The apotheosis of Mr Corbyn
Many people concluded during the election campaign that if you want a politician who is sincere, authentic, consistent, possessing Zen-like calm and yes, well-mannered – then Mr Corbyn is your man. The fact that he doesn’t understand economics, and holds up Hugo Chavez’s Venezuela as his model did not matter. Nor did his support for terrorism. His laying a wreath on a Palestinian murderer’s grave is regarded as academic.
Not very long ago, he was an aggrieved hirsute goblin plotting the downfall of global capitalism from his allotment shed. Now he is the standard bearer of the New World Socialist Order. Noam Chomsky, Bernie Sanders and Jen-Luc Mélenchon (average age about 76) have sent their congratulations. Youthful Owen Jones posted a video saying: “Mrs May, we are coming for your government and you should be scared”.
Just one more push, they think, and the entire edifice of capitalist oppression will come tumbling down.
Paul Mason, Polly Toynbee and Yasmin Alibi-Brown cannot disguise the delight on their faces. Just one more push, they think, and the entire edifice of capitalist oppression will come tumbling down.

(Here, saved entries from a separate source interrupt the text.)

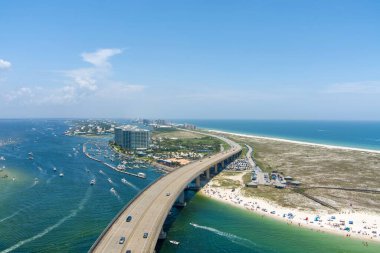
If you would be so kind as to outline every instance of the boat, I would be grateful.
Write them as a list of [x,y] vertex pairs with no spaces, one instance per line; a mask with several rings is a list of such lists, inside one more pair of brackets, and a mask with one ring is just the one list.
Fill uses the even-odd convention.
[[57,171],[57,168],[56,168],[56,167],[54,167],[54,168],[53,168],[53,171],[54,171],[54,172],[56,172],[56,171]]
[[178,245],[178,244],[179,244],[179,242],[174,241],[174,240],[169,240],[169,242],[170,242],[171,244],[175,244],[175,245]]
[[123,165],[123,164],[119,164],[119,165],[117,166],[117,169],[118,169],[118,170],[125,170],[125,165]]
[[0,156],[0,160],[1,161],[5,161],[5,157],[4,156]]
[[108,182],[110,182],[110,184],[113,183],[111,178],[108,178],[107,180],[108,180]]
[[61,173],[59,173],[59,176],[60,176],[60,177],[63,177],[63,173],[62,173],[62,172],[61,172]]
[[110,189],[110,192],[116,193],[116,191],[115,191],[115,189],[113,187]]
[[95,179],[92,179],[91,181],[90,181],[90,185],[94,185],[96,183],[96,180]]
[[146,178],[145,173],[142,173],[142,172],[137,173],[137,176],[141,178]]

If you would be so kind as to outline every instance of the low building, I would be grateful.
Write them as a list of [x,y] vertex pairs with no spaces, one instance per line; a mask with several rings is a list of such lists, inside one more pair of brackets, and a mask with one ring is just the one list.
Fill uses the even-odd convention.
[[131,125],[115,127],[114,141],[124,149],[147,149],[150,140],[151,133],[149,130]]

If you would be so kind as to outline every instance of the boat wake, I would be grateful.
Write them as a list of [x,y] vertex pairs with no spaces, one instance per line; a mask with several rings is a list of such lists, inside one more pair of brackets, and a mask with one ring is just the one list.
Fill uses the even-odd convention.
[[210,231],[210,232],[212,232],[214,234],[222,236],[222,237],[228,239],[229,241],[231,241],[231,242],[233,242],[235,244],[238,244],[240,246],[244,246],[244,247],[247,247],[247,248],[252,248],[252,247],[256,248],[257,247],[257,244],[254,243],[254,242],[252,242],[251,240],[239,237],[239,236],[231,234],[231,233],[220,231],[220,230],[218,230],[216,228],[201,226],[201,225],[198,225],[198,224],[195,224],[195,223],[190,223],[190,225],[193,226],[193,227],[195,227],[195,228],[207,230],[207,231]]
[[119,193],[117,193],[117,191],[115,190],[115,188],[111,188],[110,189],[110,192],[120,201],[120,202],[122,202],[122,200],[121,200],[121,197],[120,197],[120,195],[119,195]]
[[41,238],[43,237],[44,235],[46,235],[47,233],[49,233],[50,231],[52,231],[53,229],[56,229],[58,228],[59,226],[61,226],[65,221],[67,221],[68,219],[71,219],[73,217],[75,217],[79,211],[81,211],[84,206],[86,205],[87,201],[89,200],[90,196],[91,196],[91,187],[89,187],[87,189],[87,192],[85,194],[85,196],[83,197],[83,199],[79,202],[79,205],[77,207],[77,209],[74,209],[74,210],[71,210],[70,211],[70,214],[63,217],[62,219],[60,219],[57,223],[55,223],[54,225],[50,226],[50,227],[47,227],[45,228],[42,232],[32,236],[32,237],[29,237],[28,239],[25,239],[25,240],[22,240],[22,241],[19,241],[18,243],[16,243],[15,245],[13,245],[12,247],[9,247],[3,251],[1,251],[0,253],[8,253],[8,252],[11,252],[19,247],[21,247],[22,245],[26,244],[26,243],[29,243],[29,242],[32,242],[38,238]]
[[57,177],[57,175],[53,175],[52,177],[50,177],[48,180],[46,180],[46,184],[50,184],[51,180],[53,178]]
[[129,185],[130,187],[132,187],[133,189],[135,189],[135,190],[138,191],[138,192],[141,190],[141,189],[138,188],[136,185],[134,185],[134,184],[132,184],[131,182],[127,181],[127,179],[125,179],[125,178],[122,178],[122,179],[121,179],[121,182],[122,182],[123,184],[125,184],[125,185]]

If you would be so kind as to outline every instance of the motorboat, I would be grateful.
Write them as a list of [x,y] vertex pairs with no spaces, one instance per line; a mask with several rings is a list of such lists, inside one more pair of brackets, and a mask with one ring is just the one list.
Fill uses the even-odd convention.
[[54,172],[56,172],[56,171],[57,171],[57,168],[56,168],[56,167],[54,167],[54,168],[53,168],[53,171],[54,171]]
[[90,185],[94,185],[96,183],[96,180],[95,179],[92,179],[91,181],[90,181]]
[[63,173],[61,172],[61,173],[59,173],[59,176],[60,176],[60,177],[63,177],[64,175],[63,175]]
[[142,172],[137,173],[137,176],[141,178],[146,178],[145,173],[142,173]]
[[171,244],[174,244],[174,245],[178,245],[178,244],[179,244],[179,242],[174,241],[174,240],[169,240],[169,242],[170,242]]

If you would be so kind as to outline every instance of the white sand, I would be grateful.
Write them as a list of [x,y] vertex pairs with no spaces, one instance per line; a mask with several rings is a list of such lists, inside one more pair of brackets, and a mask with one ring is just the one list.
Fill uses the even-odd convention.
[[[228,175],[226,177],[230,178]],[[237,179],[236,176],[233,177],[235,180]],[[377,226],[380,222],[378,214],[354,212],[352,210],[327,213],[327,211],[314,212],[285,208],[262,198],[244,197],[240,193],[240,189],[235,189],[232,192],[230,189],[214,187],[213,181],[210,181],[201,190],[201,194],[295,226],[306,227],[319,232],[336,233],[345,237],[352,236],[367,242],[380,242],[380,229]],[[272,214],[272,211],[275,213]],[[294,217],[290,218],[289,213],[292,213]],[[317,216],[319,216],[319,221],[315,220]],[[331,219],[332,216],[335,216],[335,219]],[[349,224],[350,221],[353,224]],[[350,228],[349,232],[344,230],[347,227]]]
[[231,132],[225,132],[225,131],[219,131],[219,130],[208,130],[208,131],[209,132],[214,132],[214,133],[219,133],[219,134],[231,134],[231,135],[240,136],[240,137],[249,137],[249,138],[257,138],[257,139],[272,140],[272,141],[282,141],[282,142],[301,144],[301,145],[308,145],[308,146],[316,146],[316,147],[323,147],[323,148],[329,148],[329,149],[353,150],[353,151],[361,151],[361,152],[380,154],[380,150],[373,150],[373,149],[351,148],[351,147],[344,147],[344,146],[334,146],[334,145],[327,145],[327,144],[318,144],[318,143],[305,142],[305,141],[293,141],[293,140],[288,140],[288,139],[263,137],[263,136],[250,135],[250,134],[238,134],[238,133],[231,133]]

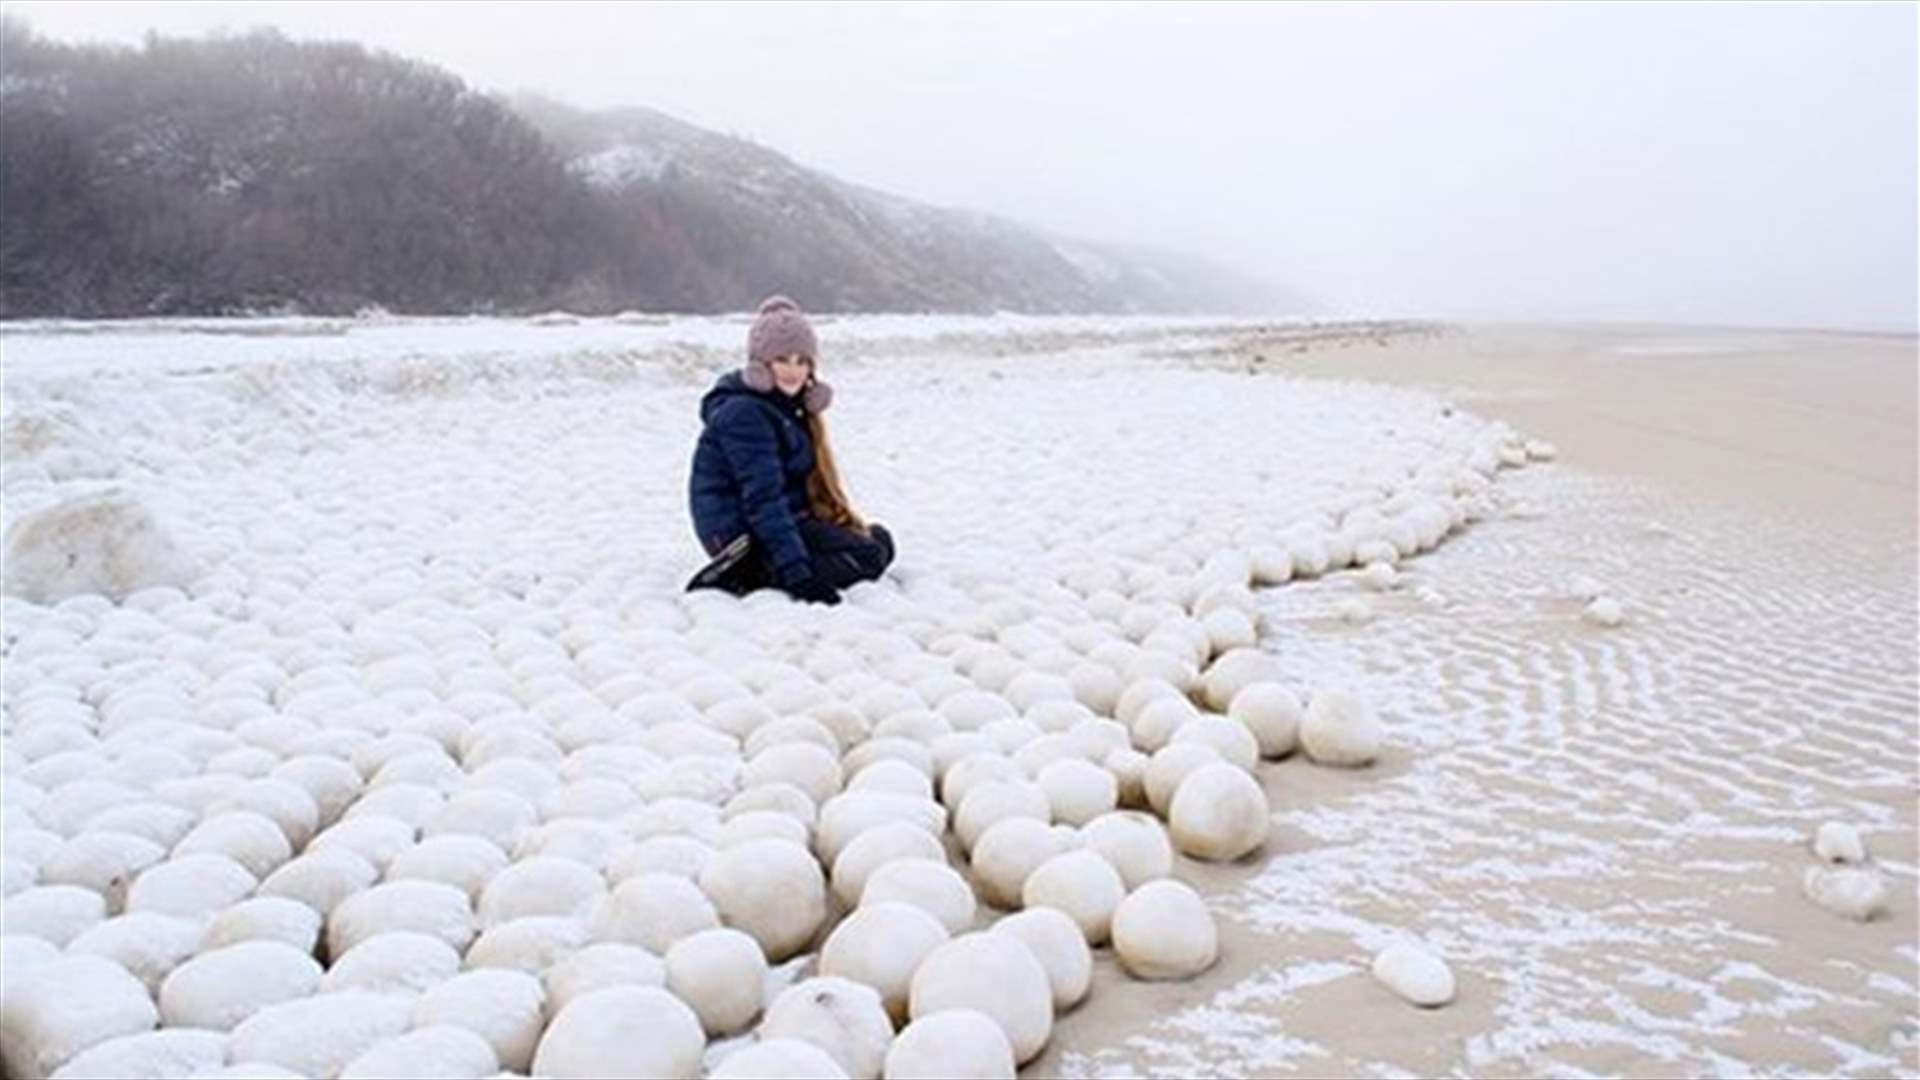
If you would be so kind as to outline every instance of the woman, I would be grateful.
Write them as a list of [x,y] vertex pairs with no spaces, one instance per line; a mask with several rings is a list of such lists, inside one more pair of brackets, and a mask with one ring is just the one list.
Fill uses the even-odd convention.
[[799,306],[768,297],[747,335],[746,367],[701,399],[688,495],[694,532],[715,558],[689,591],[774,585],[837,604],[841,589],[893,562],[893,537],[862,521],[840,485],[820,416],[833,390],[815,377],[818,355]]

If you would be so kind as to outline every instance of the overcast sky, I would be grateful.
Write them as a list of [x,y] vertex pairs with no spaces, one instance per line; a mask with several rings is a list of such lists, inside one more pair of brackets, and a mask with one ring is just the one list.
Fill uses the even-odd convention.
[[36,3],[647,105],[1355,314],[1911,330],[1916,12],[1880,4]]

The post-Brexit miasma has facilitated, not the advance of aggressive populism, but the advance of the delusional left. Death to austerity! And hierarchy! Hallelujah! The Promised Land is near!
Meanwhile in France…
As the British political superstructure fragments, so in France it is cementing. President Macron has already secured a majority in the Assemblée National in the first round of the French legislative elections. His reform programme is therefore assured. We shall know the full strength of his mandate next Sunday evening (18 June). But the point is that as the British negotiating hand weakens, so our continental counterparts gain in confidence.
As I argued in the May edition of the MI magazine – this is a good time to buy large cap French stocks. That call is bolstered by some quite bullish data on the Eurozone economy where unemployment is at its highest level since the financial crisis. The Eurozone economy grew by 0.5 percent in Q1 2017 – more than double the rate of the UK.
In France, low growth and youth unemployment of well over 20 percent has engendered millennial radicalism. But, paradoxically, that has not translated into anti-European sentiment amongst French youth. On the contrary, most of them want to live in a European socialist paradise rather than a purely French one. Though, I admit that a significant minority of French Millennials voted for Madame le Pen in the Presidential election – only to abandon her last Sunday when the Front National got just 13 percent of the vote. And true, last Sunday, only about one third of French 18-24 year olds voted.
Macron’s reform programme may well be undone, not in the Assemblée National, but on the streets – by the lissom vegans at the forefront of French youthful activism.
Where we are now
So the challenge of getting a passably decent Brexit deal has just got harder. In fact, the Europeans now have a clear motive to foster political instability in the UK. And Mr Corbyn is their ideal opponent. He, in turn, now believes that his ultimate victory is assured.
The English Reformation (about which I wrote in April), and indeed the French Revolution, were not single discrete events, but rather chain reactions. History is much more like chemistry than literature. When Mr Cameron – egged on by Mr Clegg – rammed through the House of Commons a bill to hold a referendum on EU membership, he should have considered that.
The Brexit negotiations open (supposedly) on Monday, 19 June – a few days’ before the Queen’s Speech. If Mrs May’s gamble had come off, she might have been able to outstare the Eurocrats. Now they have the upper hand.
Meanwhile, here and elsewhere, the baton will soon pass from the Elders to the Millennials. Even if Brexit is achieved, the young will probably seek to undo it later on. The big issues of increasing wealth taxes and the Universal Basic Income about which I have written this year will loom ever larger.
Elders, be afraid: the snowflakes are on the march. They are angry. They don’t much care about your so-called freedom. And they want your money.